On the house side, debate was limited to one hour total—meaning 30 minutes per side—both times it came up for a vote. While the practice of limiting debate is common in the house, some legislators saw this as another strategy for this bill to get “rammed through at the last minute of the session,” as Clark put it.
Clark, a freshman legislator, said these debate limits allowed supporters of the bills to dispense blatant lies about abortion care, and there wasn’t enough time to challenge those statements.
It was Clark who questioned the sponsor of the near-total abortion ban, Rep. Ed Setzler (R), on the bill’s reference to the nonexistent American Academy of Obstetricians and Gynecologists. She later cited the guidelines and best practices that the American College of Obstetricians and Gynecologists (ACOG) published in support of abortion care. That part was quietly removed in the state senate.
“It was perfectly fine for a complete lie to be in that bill,” Clark said, calling it “ridiculous” that such a statement could and did go unchecked in the Republicans’ near-total abortion ban, in addition to false claims Setzler made in committee hearings.
“A person standing in the well can tell a lie and then leave the well. Literally, they can stand there, tell a whole lie, and then say, ‘I yield the well,’ and walk away without being questioned about that lie,” Clark said. It’s a strategy not limited to HB 481, she said.

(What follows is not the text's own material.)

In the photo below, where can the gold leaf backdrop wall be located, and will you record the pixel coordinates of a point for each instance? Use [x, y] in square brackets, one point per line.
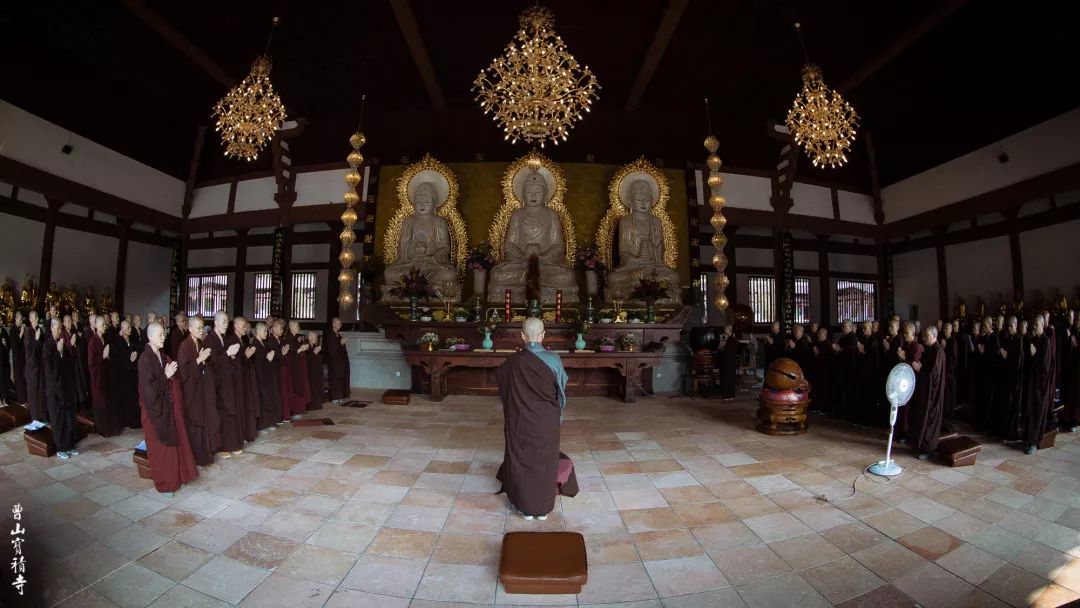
[586, 198]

Other representatives don’t “really don’t have much recourse to say, to stand up and say, ‘Hey, that is not true,’” she added.
While legislators didn’t have a uniform view of which parts of the process created the most challenges for opposition while paving the way for a quick passage of the bill, they all said the state’s leadership needs to change if the rules that govern the legislative process are ever going to be reformed.
“They are a bunch of cowards,” Shannon said. “Because if you propose policy, you should be able to handle questions from the general public, and you shouldn’t be standing, hiding, behind police. Because you know where they [police] won’t be? At the ballot box, when voters come to vote you out.”
Correction: An earlier version of this story said charges had been dropped against state Sen. Nikema Williams (D-Atlanta).